Yemeni weddings are segregated, which means that the NIQABS COME OFF. The reception hall was a shock of color. Drag queens could learn a thing or two from these girls. Outfits ran the gamut from short shorts and newsboy caps to gold sequin minidresses and everything in between. Short multi-tiered sherbet-colored cocktail dresses? Check. Long black and orangeish gown with inexplicable yellow feathers all over the place? Check. Skirt, bra, and utterly sheer cow-print mumu? Check. If RuPaul ever runs out of lamet I’ll know why.

Music was a mix of East and West. At one point I rushed over to join the electric slide but the music stopped before I got there.

About an hour after we got there, the hired dancers came out to perform. Dressed in pink robes, with matching pink niqabs, and pointy pink princess hats, they looked exactly like sparkling, bubblegum-hued Klansmen.

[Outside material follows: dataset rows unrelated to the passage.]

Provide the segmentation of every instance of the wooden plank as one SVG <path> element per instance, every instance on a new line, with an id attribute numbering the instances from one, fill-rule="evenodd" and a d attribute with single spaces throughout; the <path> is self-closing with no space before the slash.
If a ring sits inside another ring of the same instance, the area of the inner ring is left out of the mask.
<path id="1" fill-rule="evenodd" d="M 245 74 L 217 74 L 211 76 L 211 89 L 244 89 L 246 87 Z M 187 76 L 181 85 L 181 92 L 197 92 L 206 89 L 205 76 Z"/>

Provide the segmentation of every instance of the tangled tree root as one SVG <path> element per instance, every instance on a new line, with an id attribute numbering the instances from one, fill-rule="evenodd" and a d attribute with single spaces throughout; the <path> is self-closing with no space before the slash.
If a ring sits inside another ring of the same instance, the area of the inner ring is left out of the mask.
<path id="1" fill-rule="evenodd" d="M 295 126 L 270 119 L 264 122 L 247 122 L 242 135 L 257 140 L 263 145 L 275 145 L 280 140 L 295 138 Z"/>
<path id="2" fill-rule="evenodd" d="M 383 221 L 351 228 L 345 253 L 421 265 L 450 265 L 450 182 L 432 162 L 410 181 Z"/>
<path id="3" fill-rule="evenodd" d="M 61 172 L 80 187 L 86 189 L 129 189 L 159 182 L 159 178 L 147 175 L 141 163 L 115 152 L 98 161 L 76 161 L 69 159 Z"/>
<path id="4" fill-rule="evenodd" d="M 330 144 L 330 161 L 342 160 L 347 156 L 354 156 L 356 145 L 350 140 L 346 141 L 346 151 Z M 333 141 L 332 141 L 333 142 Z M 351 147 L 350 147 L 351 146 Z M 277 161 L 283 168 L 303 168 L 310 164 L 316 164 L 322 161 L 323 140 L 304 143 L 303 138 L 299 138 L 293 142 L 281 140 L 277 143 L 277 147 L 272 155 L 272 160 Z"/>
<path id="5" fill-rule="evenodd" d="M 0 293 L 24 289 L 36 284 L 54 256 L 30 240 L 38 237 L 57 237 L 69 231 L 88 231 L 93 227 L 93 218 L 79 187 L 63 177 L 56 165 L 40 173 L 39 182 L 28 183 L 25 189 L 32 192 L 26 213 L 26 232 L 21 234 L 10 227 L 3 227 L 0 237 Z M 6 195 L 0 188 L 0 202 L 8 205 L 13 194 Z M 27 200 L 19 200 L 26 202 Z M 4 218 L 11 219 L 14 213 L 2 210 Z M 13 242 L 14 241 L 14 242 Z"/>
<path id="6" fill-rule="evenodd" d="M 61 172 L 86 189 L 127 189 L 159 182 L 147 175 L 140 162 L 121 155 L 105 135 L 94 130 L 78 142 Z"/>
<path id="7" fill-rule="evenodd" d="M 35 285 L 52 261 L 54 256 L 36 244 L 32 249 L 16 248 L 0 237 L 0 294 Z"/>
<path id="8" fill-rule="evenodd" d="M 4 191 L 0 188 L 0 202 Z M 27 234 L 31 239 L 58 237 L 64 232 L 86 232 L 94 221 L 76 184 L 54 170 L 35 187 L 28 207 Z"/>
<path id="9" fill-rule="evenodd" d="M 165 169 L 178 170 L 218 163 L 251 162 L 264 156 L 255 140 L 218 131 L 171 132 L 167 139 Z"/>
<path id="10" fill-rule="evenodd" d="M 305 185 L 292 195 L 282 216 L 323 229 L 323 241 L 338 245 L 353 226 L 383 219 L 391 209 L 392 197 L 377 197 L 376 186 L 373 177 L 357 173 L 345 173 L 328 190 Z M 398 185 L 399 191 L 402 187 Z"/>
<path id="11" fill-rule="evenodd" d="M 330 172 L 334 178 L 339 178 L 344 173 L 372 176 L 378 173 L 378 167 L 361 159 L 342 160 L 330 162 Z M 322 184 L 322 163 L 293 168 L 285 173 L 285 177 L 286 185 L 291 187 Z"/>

Not exactly what I'd choose for MY bridesmaids . . .

In any case, after their unimpressive performance, the bride made her entrance with the help of both smog and bubble machines, down a long catwalk in the center of the room. Her snail-like progress toward the sparkly princess sofa on the other side of the hall was fastidiously, excruciatingly documented by an earnest photographer lady. (They do indeed take photos, which are apparently shown only to family. Word on the street is that any strange women who make it into the photos are photoshopped out).

At this point the brides duty is, apparently, to sit on her throne and pose for photos. She does not get to dance or talk to anyone.

Also, she wears whiteface. Full forehead-to-chest makeup a good four shades lighter than her natural skin tone. How whack is that? ZOMBIE BRIDE IS COMING FOR YOU.